The changing attitudes of people and governments toward COVID-19 and the NPIs meant to mitigate its spread have been the focus of intense empirical studies. Most of these have made use of various social media outlets (see e.g.38,39 and references therein). While these studies reveal a more detailed picture of the public attitudes than our very simple model, in general they paint a picture similar to one that emerges from our model. That is, they find that the public attitudes towards NPIs had the tendency to become more positive as the COVID-19 epidemic intensified. These studies also report initially sceptical attitudes that are not found in our model, but when one considers the difference in time scales (our simulations covered almost 3 years, but38,39 deal with periods of a few month at most at the very beginning of the pandemic), it is clear that including a sceptical period in our model would have made little difference. All in all, the changes in the attitudes of population agents seem to agree qualitatively with the public attitudes deduced from the social media data, at least in the first phase of the pandemic.

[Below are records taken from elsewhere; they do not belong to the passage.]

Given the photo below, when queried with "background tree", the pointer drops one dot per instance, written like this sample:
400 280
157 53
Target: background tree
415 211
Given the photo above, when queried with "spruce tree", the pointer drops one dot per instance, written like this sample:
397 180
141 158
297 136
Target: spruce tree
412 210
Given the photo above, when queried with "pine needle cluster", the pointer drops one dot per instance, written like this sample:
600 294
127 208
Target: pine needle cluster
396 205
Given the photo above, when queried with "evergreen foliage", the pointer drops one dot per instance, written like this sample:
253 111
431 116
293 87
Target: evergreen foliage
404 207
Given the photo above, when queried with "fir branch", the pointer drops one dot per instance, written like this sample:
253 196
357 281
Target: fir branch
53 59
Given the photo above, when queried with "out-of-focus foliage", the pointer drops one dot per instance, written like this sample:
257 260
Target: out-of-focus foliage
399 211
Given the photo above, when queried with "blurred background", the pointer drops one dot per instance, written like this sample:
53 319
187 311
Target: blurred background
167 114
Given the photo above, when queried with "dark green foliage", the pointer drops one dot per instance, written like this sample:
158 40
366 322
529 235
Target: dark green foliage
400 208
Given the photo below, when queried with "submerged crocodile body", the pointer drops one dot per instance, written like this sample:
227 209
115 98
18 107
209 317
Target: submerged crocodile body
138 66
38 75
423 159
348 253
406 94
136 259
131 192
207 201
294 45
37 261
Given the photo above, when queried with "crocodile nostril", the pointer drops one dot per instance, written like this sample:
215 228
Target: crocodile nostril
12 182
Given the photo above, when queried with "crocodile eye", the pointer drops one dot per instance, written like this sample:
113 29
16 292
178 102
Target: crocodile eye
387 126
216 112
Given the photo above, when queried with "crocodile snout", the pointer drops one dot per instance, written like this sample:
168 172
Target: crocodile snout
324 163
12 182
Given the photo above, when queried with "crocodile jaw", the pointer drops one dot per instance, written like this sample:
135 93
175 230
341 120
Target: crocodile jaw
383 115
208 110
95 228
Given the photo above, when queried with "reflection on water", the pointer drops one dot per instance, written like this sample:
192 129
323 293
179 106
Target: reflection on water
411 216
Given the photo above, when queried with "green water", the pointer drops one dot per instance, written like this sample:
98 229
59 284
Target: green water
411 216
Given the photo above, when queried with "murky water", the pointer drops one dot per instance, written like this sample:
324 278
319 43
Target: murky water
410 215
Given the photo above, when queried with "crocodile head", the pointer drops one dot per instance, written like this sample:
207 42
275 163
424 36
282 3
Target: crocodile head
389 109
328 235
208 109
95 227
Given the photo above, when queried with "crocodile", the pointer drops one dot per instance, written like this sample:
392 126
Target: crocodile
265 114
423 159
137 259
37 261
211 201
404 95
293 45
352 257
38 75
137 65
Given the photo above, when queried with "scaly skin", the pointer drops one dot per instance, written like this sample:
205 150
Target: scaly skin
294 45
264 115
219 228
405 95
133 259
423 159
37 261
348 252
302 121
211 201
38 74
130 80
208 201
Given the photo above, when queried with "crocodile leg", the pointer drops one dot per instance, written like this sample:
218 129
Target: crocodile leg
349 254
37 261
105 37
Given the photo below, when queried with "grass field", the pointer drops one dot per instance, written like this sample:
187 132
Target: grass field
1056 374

The policy responses of the authority agents in our model are driven by their attitudes. Comparing its results with the results of28 found that the countries of the European Union with populations of at least 10 million people exhibited three different behavioural types in their response to the first wave of the pandemic in 2020: prepandemic type with no NPIs, deep lockdown, and gradual opening. It was found that as the pandemic progressed, the countries changed their behaviours according to the time evolution of the pandemic, which generally meant moving from the prepandemic state to deep lockdown, after which they tended to move between lockdown and opening states. Spain, in particular, was found to move from the first deep lockdown to a brief relaxation period followed by another lockdown, which was longer than usual in the EU. In our model the authority agents become more willing to relax the epidemic mitigation measures in time, as can be seen in Fig. 4, but the time period we simulate is much longer than just the first wave. It is apparent from the figure that the model is not sensitive enough to pick up the nuances such as those found in28.

It should be emphasized that the chosen proxy for economic activity is linked with population activities that have experienced greater variation due to the pandemic and thus depend on the population mobility. In this sense, the adjustment was possible because our hybrid model includes mobility as a fundamental variable linking the socio-economic part with the epidemiological part. The fact that the value parameters can be adjusted in time during the simulations suggests that the BTH-SEIRS model could be improved by dynamically changing them according to a given simulated epidemic situation. For example, making the parameters dependent on the cumulative number of cases is justifiable in the BTH sense, since the agents can be thought to be more afraid of being hit by a personal disaster that only a few of them are affected by, rather than one that is considered “normal”. This is because rare personal disasters lower the social position of an agent relative to most other agents, while “normal” disasters have little effect on the agent’s relative social position. This dynamic value parameter problem is the most important potential line of study for future work. Other ways to improve the model in the future center around strengthening the connection between the modeled agents and their real life counterparts. For example, the modeled agents could be allowed to implement simulated NPIs, rather than using abstract activity reductions, and be allowed to communicate with each other about what kinds of NPIs are appropriate for the epidemic situation.